Мастерс вновь улыбнулся терпеливой, скупой, презрительной улыбкой.
— Уверяю вас, сэр, много я видел гнусных мошенников, но такого!… Не знаю, как Дартворту удавалось выходить сухим из воды, видно, только благодаря силе личности. Господи помилуй, теперь его уже никогда не отдадут под суд… Кругом провода, в стол встроены электрические катушки, магниты для спиритических фокусов, в люстре диктограф, каждое произнесенное слово слышно в другой комнате… На том же этаже мы отыскали каморку, вроде чулана, где он, видно, сидел, руководил сеансом. В стенной панели, за альковом медиума, беспроводной микрофон, через который он что-то вещал на разные голоса. Пакеты с марлей для изображения эктоплазмы, кусок марли на стене для проекции картинок с помощью волшебного фонаря, барабаны с проводами, резиновая перчатка, набитая размоченной бумагой…
— К чертям оборудование, — раздраженно фыркнул Г.М.
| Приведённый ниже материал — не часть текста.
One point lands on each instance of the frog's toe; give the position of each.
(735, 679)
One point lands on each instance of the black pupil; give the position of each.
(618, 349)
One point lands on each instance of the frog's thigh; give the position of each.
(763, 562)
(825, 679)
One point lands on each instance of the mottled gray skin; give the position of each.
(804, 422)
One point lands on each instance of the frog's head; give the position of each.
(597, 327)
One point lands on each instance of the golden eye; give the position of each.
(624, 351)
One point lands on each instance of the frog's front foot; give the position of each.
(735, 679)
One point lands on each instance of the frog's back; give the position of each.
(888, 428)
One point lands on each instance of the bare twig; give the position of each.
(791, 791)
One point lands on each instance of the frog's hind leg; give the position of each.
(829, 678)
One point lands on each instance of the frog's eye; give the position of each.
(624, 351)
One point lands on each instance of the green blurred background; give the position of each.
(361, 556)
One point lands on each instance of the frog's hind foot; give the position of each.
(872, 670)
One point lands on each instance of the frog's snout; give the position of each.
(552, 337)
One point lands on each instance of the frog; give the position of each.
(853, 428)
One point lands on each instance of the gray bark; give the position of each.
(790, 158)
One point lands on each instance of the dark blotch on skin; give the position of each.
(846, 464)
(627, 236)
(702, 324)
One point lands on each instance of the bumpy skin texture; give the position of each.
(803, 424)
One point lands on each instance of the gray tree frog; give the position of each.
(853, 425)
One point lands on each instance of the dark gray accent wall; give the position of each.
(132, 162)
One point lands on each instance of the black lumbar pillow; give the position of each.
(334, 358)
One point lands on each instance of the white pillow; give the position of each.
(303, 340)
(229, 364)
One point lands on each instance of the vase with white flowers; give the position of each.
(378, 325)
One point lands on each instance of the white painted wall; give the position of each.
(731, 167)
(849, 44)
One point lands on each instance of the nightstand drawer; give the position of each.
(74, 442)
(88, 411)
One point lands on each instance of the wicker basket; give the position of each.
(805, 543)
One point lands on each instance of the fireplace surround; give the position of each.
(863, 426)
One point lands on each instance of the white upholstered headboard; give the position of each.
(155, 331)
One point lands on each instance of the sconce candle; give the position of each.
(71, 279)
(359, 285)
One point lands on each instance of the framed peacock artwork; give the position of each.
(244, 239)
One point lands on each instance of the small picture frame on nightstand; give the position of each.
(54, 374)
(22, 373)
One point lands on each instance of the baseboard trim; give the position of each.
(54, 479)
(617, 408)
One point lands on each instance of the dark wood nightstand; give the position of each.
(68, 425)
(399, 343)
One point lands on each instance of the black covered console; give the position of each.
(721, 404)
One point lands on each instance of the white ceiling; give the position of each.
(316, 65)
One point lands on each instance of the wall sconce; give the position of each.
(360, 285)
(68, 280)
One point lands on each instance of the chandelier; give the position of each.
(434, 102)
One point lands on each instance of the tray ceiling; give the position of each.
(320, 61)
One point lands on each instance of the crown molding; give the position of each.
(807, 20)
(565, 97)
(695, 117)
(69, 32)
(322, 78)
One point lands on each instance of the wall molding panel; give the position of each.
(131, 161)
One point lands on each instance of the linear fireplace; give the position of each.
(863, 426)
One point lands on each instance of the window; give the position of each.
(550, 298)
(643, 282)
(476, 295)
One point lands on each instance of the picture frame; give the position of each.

— Ну, сэр, мы с Бертом полностью распотрошили тот самый зал. Леди Беннинг — забавно, как на людей иногда действует шум, — наблюдала за нами. Как только мы извлекали очередную проволоку или какое-то устройство, замирала и закрывала глаза. Когда я выложил на стол вытащенный из стены за альковом медиума беспроводной микрофон, то увидел, как по щекам ее текут слезы… Она не плакала, как обычно плачут люди, просто из глаз лились слезы… Даже не щурилась и не моргала. Потом вновь поднялась, захромала, я забеспокоился, кинулся следом (тут леди Беннинг позволила взять ее под руку), проводил вниз и усадил в такси.
Мастерс разволновался от воспоминаний, почесал квадратный подбородок, как бы упрекая себя за изложение «впечатлений» вместо фактов, взял себя в руки и отчеканил на несвойственный для него полицейский манер:
— Вывел свидетельницу на улицу. Э-э-э… Она на меня посмотрела и спрашивает: «Меня тоже хотите разоблачить, сорвав одежды!» Подчеркнула слово «одежды», поэтому я… э-э-э… не понял, что конкретно имелось в виду. На ней был чудной наряд, совершенно неподходящий старушке, лицо сильно накрашено…
Повинуясь указующему персту Г.М., я бросился наливать рюмки, и мы вместе с ним оглянулись на инспектора. Похоже, шипение сифона с содовой благотворно на него подействовало.
— Так вот, сэр. Я кликнул такси и усадил свидетельницу. Она высунулась в окно и сказала… — Инспектор зашелестел страничками блокнота. — У меня точно записано: «Инспектор, нынешним утром я разговаривала с невестой моего дорогого, любимого племянника. Знаете, по-моему, вам бы следовало немного поинтересоваться ими обоими. Особенно после неожиданного отъезда милого Теда». Г.М. кивнул без особого интереса.
— Слушайте! — встрепенулся я. — Фезертон утром звонил леди Беннинг по телефону, а она ничего ему не сообщила о бегстве Теда…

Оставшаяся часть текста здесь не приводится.